2 Oncology Services Group, Queensland Children’s Hospital, South Brisbane, Australia

3 Child Health Research Centre, The University of Queensland, South Brisbane, Australia

4 Current address: Washington University in Saint Louis, Saint Louis, Missouri, United States of America

5 Current address: Garvan Institute of Medical Research, Darlinghurst, Australia

6 Current address: Griffith Institute for Drug Discovery, Brisbane Innovation Park, Nathan, Australia

* These authors contributed equally to this work

Correspondence to:

Andrew S. Moore,email: andy.moore@health.qld.gov.au
J. Lynn Fink,email: l.fink@uq.edu.au

Keywords: myeloid leukemia; therapy; drug resistance; hematological malignancies; gene mutation

Abbreviations: MEKi: MEK inhibitor(s); TR: THP-1 cells with resistance to AZD6244

Received: January 30, 2019     Accepted: August 12, 2019     Published: October 08, 2019

ABSTRACT

Kinases such as MEK are attractive targets for novel therapy in cancer, including acute myeloid leukaemia (AML).
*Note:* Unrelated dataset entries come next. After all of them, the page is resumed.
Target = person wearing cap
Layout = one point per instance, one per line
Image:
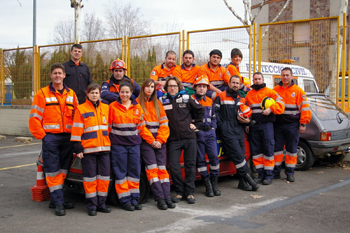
(92, 145)
(110, 88)
(231, 130)
(187, 72)
(181, 109)
(216, 73)
(261, 134)
(290, 123)
(206, 139)
(233, 69)
(78, 75)
(154, 155)
(160, 72)
(51, 120)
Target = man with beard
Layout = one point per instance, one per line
(160, 72)
(217, 74)
(110, 88)
(261, 135)
(231, 130)
(78, 75)
(187, 72)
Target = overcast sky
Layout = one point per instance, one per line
(16, 27)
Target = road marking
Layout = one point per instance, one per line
(36, 143)
(16, 154)
(238, 215)
(25, 165)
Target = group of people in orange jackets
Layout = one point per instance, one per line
(114, 129)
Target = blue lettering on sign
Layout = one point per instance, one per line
(276, 69)
(248, 67)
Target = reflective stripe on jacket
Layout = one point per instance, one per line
(127, 126)
(219, 77)
(296, 104)
(186, 76)
(160, 72)
(254, 99)
(158, 127)
(77, 78)
(52, 112)
(90, 127)
(209, 119)
(226, 108)
(180, 110)
(234, 70)
(110, 90)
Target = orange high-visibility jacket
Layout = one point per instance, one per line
(90, 127)
(219, 77)
(158, 127)
(160, 72)
(234, 70)
(127, 125)
(52, 112)
(254, 99)
(297, 106)
(186, 76)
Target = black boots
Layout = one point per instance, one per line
(214, 183)
(251, 182)
(208, 188)
(243, 185)
(161, 204)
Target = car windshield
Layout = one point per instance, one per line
(325, 109)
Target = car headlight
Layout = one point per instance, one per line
(325, 136)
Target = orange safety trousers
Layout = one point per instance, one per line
(96, 178)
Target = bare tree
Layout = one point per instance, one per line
(93, 28)
(125, 21)
(63, 32)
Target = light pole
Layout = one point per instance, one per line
(76, 4)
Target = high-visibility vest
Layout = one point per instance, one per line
(90, 127)
(158, 127)
(52, 112)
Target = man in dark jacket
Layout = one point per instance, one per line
(180, 107)
(110, 88)
(78, 75)
(231, 130)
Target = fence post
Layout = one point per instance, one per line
(254, 52)
(343, 63)
(38, 70)
(2, 76)
(127, 41)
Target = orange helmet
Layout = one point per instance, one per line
(244, 111)
(117, 64)
(203, 79)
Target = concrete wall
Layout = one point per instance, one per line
(14, 120)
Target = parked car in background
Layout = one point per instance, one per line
(340, 82)
(327, 137)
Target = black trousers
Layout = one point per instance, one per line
(175, 148)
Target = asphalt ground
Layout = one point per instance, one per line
(317, 202)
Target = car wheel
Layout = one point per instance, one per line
(305, 157)
(335, 158)
(145, 188)
(252, 170)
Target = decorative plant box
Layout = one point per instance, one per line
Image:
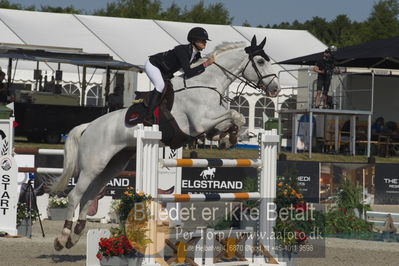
(121, 261)
(25, 228)
(57, 214)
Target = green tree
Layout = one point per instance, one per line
(7, 5)
(152, 9)
(149, 9)
(383, 21)
(212, 14)
(343, 32)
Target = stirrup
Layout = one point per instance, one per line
(149, 121)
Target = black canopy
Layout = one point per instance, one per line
(376, 54)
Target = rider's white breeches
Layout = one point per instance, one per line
(155, 76)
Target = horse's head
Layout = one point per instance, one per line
(259, 69)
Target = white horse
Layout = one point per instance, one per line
(99, 150)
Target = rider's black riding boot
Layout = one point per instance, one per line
(154, 101)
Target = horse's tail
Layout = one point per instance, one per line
(71, 167)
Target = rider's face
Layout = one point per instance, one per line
(200, 44)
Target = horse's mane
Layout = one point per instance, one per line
(224, 46)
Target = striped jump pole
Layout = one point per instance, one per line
(210, 163)
(39, 151)
(148, 163)
(209, 197)
(58, 171)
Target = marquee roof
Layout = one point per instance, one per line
(133, 40)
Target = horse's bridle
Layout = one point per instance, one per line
(244, 80)
(241, 76)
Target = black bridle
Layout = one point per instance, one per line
(241, 76)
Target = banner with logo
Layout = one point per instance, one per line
(307, 175)
(8, 180)
(386, 184)
(218, 180)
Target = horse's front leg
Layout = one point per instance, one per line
(73, 200)
(115, 166)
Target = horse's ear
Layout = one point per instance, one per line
(262, 44)
(253, 42)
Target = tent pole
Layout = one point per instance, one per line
(310, 134)
(107, 85)
(372, 111)
(368, 135)
(84, 85)
(9, 69)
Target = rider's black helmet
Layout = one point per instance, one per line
(197, 34)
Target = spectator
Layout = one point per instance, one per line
(324, 67)
(3, 88)
(377, 128)
(115, 99)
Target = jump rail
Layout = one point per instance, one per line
(209, 197)
(211, 163)
(38, 151)
(58, 171)
(147, 166)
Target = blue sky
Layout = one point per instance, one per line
(254, 11)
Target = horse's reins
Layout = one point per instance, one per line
(244, 80)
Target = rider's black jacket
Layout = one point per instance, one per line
(178, 58)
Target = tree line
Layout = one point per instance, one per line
(342, 31)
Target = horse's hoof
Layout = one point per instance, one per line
(69, 243)
(57, 245)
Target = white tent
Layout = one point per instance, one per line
(133, 40)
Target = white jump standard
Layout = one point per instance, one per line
(147, 166)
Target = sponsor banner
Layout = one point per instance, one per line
(386, 184)
(217, 180)
(332, 175)
(8, 194)
(307, 175)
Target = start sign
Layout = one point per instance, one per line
(8, 194)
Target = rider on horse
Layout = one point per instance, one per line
(162, 66)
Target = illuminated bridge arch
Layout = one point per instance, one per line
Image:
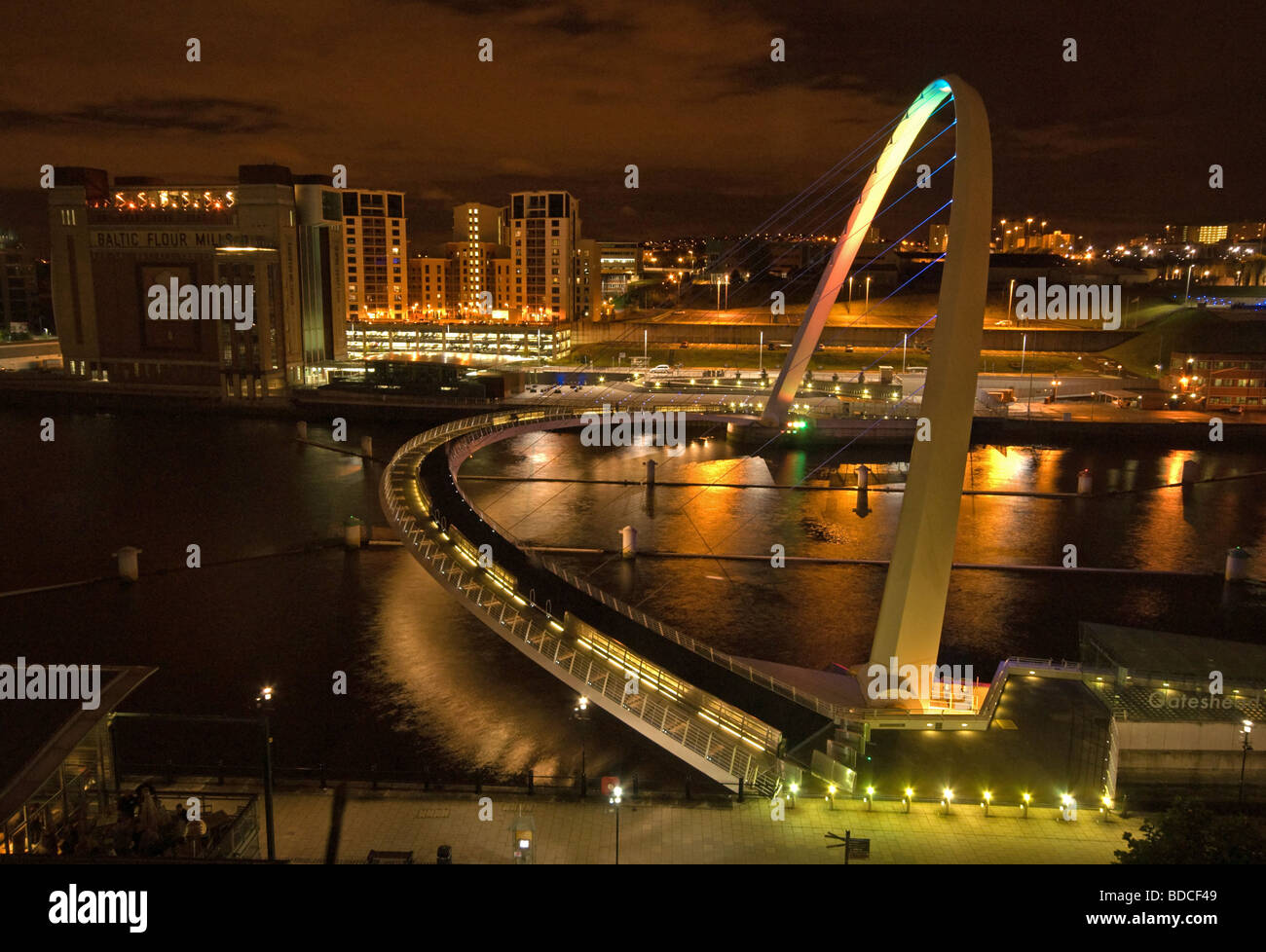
(918, 576)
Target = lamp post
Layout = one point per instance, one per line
(264, 704)
(581, 713)
(1244, 758)
(1028, 409)
(616, 794)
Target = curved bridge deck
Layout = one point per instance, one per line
(725, 718)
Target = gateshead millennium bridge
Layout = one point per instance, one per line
(732, 718)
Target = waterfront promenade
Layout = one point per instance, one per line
(689, 832)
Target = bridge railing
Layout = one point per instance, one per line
(738, 668)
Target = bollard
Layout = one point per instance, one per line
(130, 568)
(1237, 565)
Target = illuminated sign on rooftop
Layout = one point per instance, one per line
(168, 201)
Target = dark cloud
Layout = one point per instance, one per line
(186, 114)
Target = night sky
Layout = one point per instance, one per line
(1114, 143)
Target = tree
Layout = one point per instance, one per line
(1190, 833)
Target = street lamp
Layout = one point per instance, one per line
(616, 794)
(581, 713)
(264, 704)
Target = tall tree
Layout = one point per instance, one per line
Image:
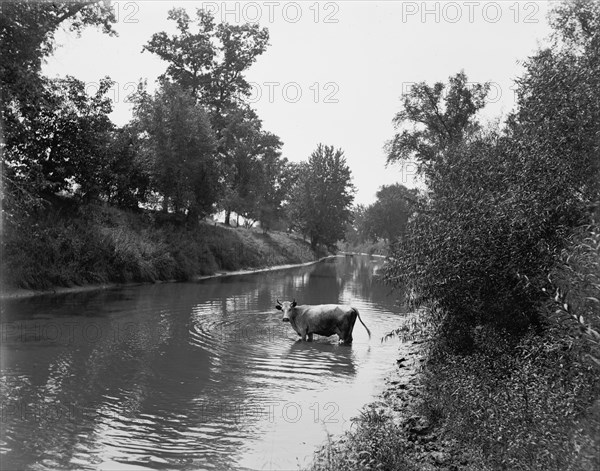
(209, 60)
(64, 146)
(180, 144)
(322, 196)
(439, 117)
(388, 216)
(248, 146)
(41, 150)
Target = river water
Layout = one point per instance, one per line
(198, 375)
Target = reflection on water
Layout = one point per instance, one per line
(188, 375)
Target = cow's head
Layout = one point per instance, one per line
(287, 308)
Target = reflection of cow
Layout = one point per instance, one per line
(324, 319)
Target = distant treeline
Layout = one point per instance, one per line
(193, 148)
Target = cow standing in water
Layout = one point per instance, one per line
(323, 319)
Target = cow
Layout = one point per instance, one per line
(323, 319)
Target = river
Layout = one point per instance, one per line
(201, 375)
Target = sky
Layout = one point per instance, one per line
(334, 72)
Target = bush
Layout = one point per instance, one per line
(526, 404)
(97, 244)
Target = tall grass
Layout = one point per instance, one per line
(66, 246)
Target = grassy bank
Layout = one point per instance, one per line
(381, 247)
(531, 403)
(72, 245)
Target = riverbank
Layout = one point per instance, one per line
(526, 404)
(23, 293)
(96, 247)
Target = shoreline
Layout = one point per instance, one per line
(21, 293)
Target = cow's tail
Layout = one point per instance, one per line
(358, 315)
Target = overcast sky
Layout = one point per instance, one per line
(334, 71)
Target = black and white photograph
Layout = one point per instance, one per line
(300, 235)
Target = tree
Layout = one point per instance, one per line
(180, 146)
(64, 145)
(388, 216)
(38, 154)
(321, 197)
(501, 203)
(210, 61)
(243, 165)
(439, 116)
(27, 36)
(130, 174)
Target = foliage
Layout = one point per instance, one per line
(210, 61)
(321, 196)
(71, 244)
(575, 292)
(524, 404)
(63, 145)
(501, 202)
(252, 165)
(179, 145)
(440, 117)
(27, 37)
(387, 218)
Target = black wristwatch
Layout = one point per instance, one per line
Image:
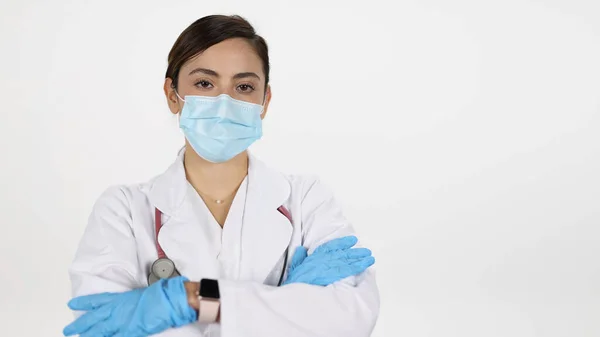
(209, 301)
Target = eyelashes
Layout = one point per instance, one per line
(244, 88)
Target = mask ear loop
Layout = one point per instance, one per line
(176, 93)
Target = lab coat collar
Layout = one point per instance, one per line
(267, 188)
(265, 234)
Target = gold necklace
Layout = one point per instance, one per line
(217, 201)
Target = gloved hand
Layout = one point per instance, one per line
(136, 313)
(329, 263)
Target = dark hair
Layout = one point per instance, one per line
(208, 31)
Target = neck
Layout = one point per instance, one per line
(215, 180)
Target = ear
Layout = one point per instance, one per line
(267, 101)
(172, 99)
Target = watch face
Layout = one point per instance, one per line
(209, 288)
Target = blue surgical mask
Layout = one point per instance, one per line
(219, 128)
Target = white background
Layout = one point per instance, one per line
(463, 138)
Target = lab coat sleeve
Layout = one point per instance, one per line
(106, 259)
(344, 309)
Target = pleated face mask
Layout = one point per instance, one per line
(219, 128)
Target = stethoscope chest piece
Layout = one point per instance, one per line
(162, 268)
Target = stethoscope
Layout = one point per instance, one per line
(164, 267)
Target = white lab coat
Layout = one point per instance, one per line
(246, 255)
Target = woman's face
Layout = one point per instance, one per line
(231, 67)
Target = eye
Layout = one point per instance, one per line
(245, 88)
(203, 84)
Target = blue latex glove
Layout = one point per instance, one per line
(136, 313)
(329, 263)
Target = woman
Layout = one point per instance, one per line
(202, 249)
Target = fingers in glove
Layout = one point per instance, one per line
(342, 243)
(87, 321)
(362, 264)
(355, 253)
(99, 330)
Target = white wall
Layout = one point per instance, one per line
(463, 138)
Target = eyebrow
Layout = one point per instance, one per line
(211, 72)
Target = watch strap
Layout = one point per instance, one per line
(208, 310)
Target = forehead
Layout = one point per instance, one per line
(227, 58)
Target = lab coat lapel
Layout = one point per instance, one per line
(185, 235)
(266, 233)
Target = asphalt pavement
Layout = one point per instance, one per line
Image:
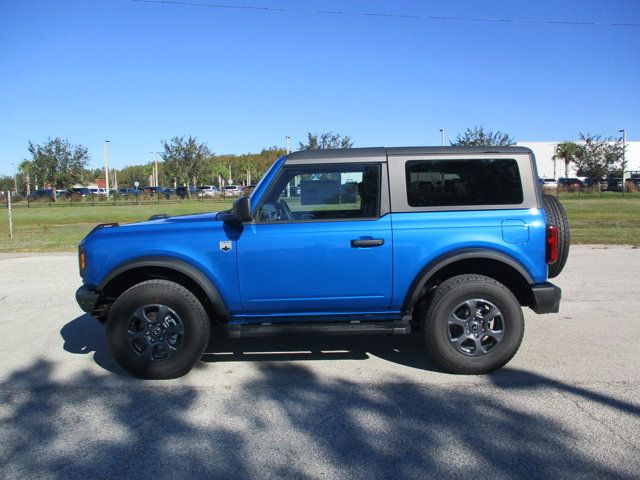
(567, 406)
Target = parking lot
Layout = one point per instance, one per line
(567, 406)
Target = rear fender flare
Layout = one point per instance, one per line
(429, 270)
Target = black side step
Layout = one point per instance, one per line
(326, 328)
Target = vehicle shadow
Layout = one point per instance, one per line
(288, 421)
(84, 335)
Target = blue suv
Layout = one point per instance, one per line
(451, 242)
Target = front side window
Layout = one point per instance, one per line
(444, 183)
(323, 192)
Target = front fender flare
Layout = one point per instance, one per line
(195, 274)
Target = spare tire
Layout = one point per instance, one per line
(557, 216)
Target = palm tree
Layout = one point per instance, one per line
(567, 151)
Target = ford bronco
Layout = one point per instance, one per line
(450, 242)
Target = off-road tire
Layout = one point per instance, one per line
(192, 316)
(557, 216)
(452, 293)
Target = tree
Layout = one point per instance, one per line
(598, 157)
(128, 176)
(568, 152)
(479, 137)
(57, 163)
(325, 140)
(24, 173)
(184, 160)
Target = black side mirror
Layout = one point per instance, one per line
(242, 209)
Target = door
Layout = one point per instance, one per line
(318, 244)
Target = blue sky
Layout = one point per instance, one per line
(137, 73)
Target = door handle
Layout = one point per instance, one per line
(367, 242)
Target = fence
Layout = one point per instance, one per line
(575, 191)
(19, 201)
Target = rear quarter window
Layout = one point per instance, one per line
(468, 182)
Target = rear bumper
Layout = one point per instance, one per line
(87, 298)
(546, 298)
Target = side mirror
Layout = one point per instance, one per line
(242, 209)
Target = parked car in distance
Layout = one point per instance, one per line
(614, 184)
(184, 192)
(208, 191)
(232, 191)
(153, 190)
(569, 182)
(79, 192)
(588, 182)
(42, 193)
(125, 192)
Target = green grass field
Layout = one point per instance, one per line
(59, 228)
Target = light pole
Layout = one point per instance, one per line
(624, 148)
(106, 165)
(15, 178)
(154, 159)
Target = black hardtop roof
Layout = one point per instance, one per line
(364, 153)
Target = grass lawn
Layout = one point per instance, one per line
(604, 220)
(60, 228)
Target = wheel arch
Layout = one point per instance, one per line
(490, 263)
(132, 272)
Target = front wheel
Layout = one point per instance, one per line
(474, 324)
(157, 329)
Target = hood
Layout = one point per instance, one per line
(162, 219)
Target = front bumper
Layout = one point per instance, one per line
(87, 298)
(546, 298)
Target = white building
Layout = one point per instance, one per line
(547, 168)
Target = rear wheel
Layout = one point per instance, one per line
(474, 324)
(157, 329)
(557, 216)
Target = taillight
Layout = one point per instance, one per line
(81, 261)
(552, 244)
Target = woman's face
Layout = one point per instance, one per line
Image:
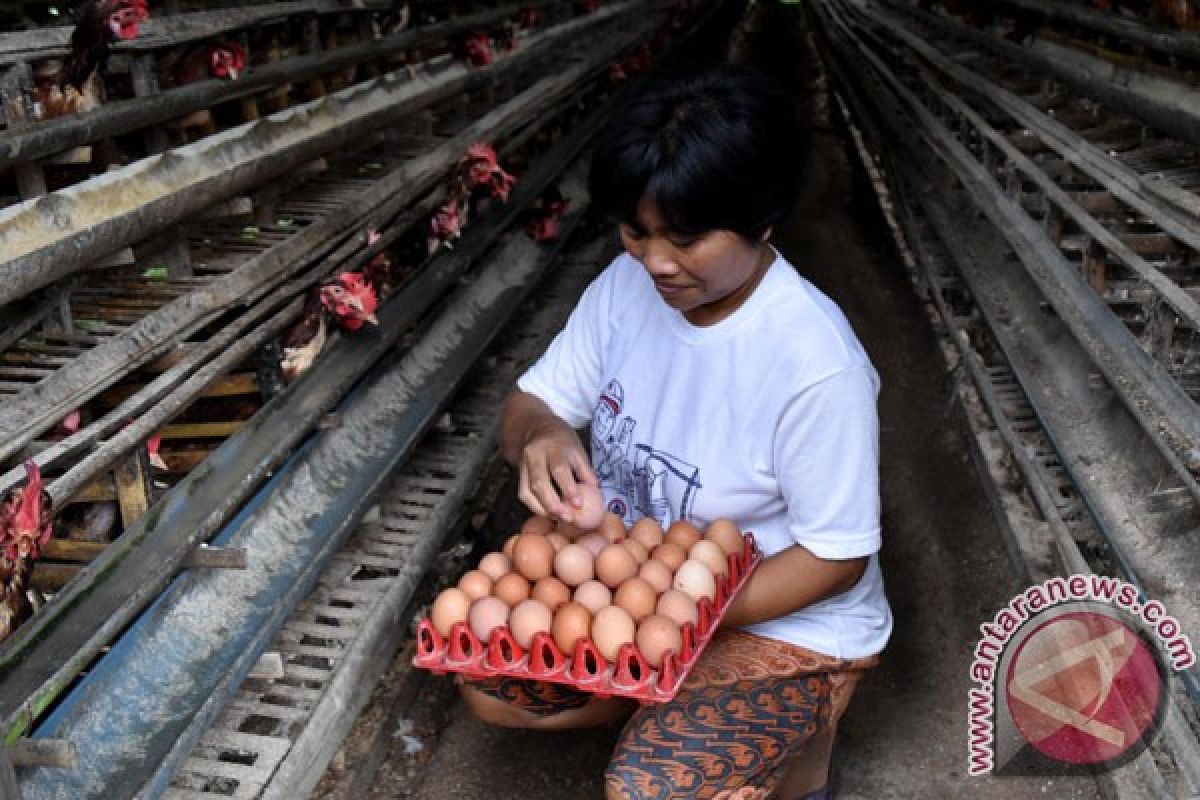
(705, 277)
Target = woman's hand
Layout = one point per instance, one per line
(549, 456)
(790, 581)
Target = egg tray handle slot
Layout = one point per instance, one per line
(630, 675)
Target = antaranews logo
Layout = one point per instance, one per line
(1072, 675)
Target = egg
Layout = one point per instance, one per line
(612, 527)
(679, 607)
(726, 534)
(496, 565)
(711, 555)
(684, 534)
(658, 635)
(648, 531)
(637, 549)
(485, 615)
(593, 542)
(637, 597)
(573, 623)
(551, 593)
(450, 607)
(695, 579)
(615, 565)
(511, 588)
(538, 525)
(533, 557)
(611, 627)
(670, 554)
(657, 573)
(591, 510)
(574, 565)
(509, 543)
(475, 583)
(528, 618)
(593, 595)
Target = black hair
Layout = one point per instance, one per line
(714, 149)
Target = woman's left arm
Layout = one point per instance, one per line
(790, 581)
(826, 458)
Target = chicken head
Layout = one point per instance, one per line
(25, 517)
(352, 300)
(124, 17)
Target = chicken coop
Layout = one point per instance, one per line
(269, 269)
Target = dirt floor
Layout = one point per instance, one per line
(946, 569)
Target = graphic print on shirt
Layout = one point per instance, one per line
(640, 479)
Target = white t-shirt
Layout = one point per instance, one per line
(767, 417)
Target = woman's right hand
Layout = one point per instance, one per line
(551, 468)
(549, 456)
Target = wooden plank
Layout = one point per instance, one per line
(201, 429)
(69, 549)
(226, 386)
(132, 488)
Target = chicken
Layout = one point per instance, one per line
(24, 528)
(478, 172)
(348, 300)
(75, 84)
(479, 49)
(541, 218)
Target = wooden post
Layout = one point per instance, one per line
(1095, 269)
(132, 487)
(172, 246)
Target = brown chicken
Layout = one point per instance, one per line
(75, 84)
(24, 528)
(348, 300)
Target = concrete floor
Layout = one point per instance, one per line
(946, 570)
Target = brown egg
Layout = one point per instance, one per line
(570, 531)
(637, 597)
(591, 511)
(657, 635)
(487, 614)
(511, 588)
(695, 579)
(611, 627)
(615, 565)
(726, 534)
(449, 608)
(573, 623)
(509, 543)
(551, 593)
(657, 573)
(679, 607)
(593, 595)
(593, 542)
(684, 534)
(538, 525)
(639, 549)
(670, 554)
(477, 584)
(533, 557)
(612, 527)
(573, 565)
(496, 565)
(648, 531)
(711, 555)
(528, 618)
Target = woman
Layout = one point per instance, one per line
(717, 383)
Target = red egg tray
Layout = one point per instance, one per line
(629, 675)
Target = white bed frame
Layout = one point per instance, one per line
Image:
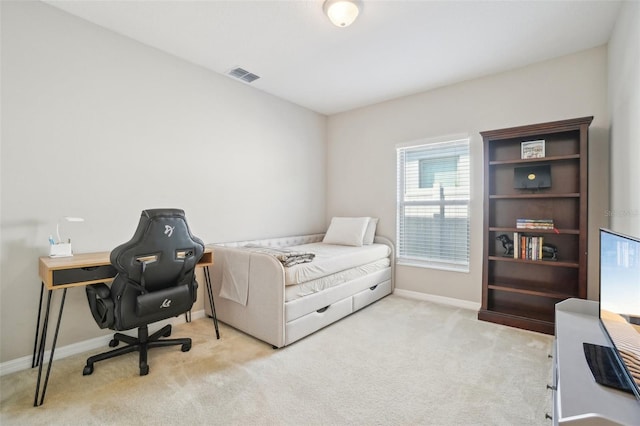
(268, 317)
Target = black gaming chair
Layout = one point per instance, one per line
(155, 281)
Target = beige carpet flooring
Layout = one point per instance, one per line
(397, 362)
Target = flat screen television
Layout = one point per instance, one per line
(618, 365)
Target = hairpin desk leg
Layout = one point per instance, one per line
(43, 340)
(35, 343)
(207, 279)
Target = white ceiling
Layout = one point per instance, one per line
(395, 47)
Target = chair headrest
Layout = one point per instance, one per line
(163, 243)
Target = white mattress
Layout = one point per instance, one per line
(296, 291)
(331, 258)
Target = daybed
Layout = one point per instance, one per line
(256, 294)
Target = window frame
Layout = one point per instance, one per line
(462, 142)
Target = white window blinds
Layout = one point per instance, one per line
(433, 205)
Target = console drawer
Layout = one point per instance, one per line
(370, 295)
(76, 275)
(315, 320)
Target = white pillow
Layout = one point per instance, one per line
(346, 231)
(370, 233)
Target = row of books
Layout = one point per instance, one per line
(534, 224)
(527, 247)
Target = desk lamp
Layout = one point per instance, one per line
(58, 248)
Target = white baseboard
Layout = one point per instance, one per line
(459, 303)
(84, 346)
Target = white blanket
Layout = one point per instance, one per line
(332, 258)
(235, 275)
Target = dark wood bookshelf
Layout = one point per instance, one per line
(523, 292)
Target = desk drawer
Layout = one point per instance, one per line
(77, 275)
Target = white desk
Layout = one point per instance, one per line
(61, 273)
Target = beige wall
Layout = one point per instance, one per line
(99, 126)
(624, 104)
(361, 169)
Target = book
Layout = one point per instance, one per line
(534, 224)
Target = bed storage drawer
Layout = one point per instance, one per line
(370, 295)
(307, 324)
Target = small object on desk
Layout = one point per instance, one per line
(60, 250)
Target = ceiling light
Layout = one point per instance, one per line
(341, 12)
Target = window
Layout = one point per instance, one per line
(433, 205)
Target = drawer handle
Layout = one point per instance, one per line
(90, 268)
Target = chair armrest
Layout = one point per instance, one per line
(101, 304)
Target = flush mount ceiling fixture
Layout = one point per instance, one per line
(341, 13)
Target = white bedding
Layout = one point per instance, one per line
(332, 258)
(296, 291)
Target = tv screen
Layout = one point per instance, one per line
(620, 305)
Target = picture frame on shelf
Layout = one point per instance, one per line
(532, 149)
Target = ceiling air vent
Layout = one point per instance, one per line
(243, 75)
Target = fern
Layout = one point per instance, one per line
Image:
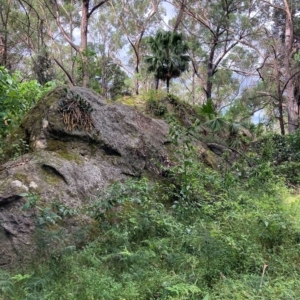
(6, 284)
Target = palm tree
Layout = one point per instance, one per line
(169, 58)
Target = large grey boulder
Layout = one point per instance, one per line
(69, 161)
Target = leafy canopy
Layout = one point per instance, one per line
(169, 56)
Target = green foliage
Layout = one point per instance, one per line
(199, 234)
(169, 58)
(17, 97)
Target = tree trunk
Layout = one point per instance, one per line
(210, 72)
(288, 43)
(83, 46)
(168, 85)
(156, 83)
(136, 80)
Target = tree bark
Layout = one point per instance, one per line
(291, 106)
(83, 45)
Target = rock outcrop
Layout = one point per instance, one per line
(78, 145)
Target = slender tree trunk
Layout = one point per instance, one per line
(279, 92)
(83, 46)
(156, 83)
(168, 85)
(288, 43)
(210, 73)
(136, 80)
Acquired and inherent resistance to kinase inhibitors, however, is becoming an increasingly important challenge for the clinical success of such therapeutics, and often arises from mutations in the drug-binding domain of the target kinase. To identify possible causes of resistance to MEK inhibition, we generated a model of resistance by long-term treatment of AML cells with AZD6244 (selumetinib). Remarkably, resistance to MEK inhibition was due to acquired PTEN haploinsufficiency, rather than mutation of MEK. Resistance via this mechanism was confirmed using CRISPR/Cas9 technology targeting exon 5 of PTEN. While PTEN loss has been previously implicated in resistance to a number of other therapeutic agents, this is the first time that it has been shown directly and in AML.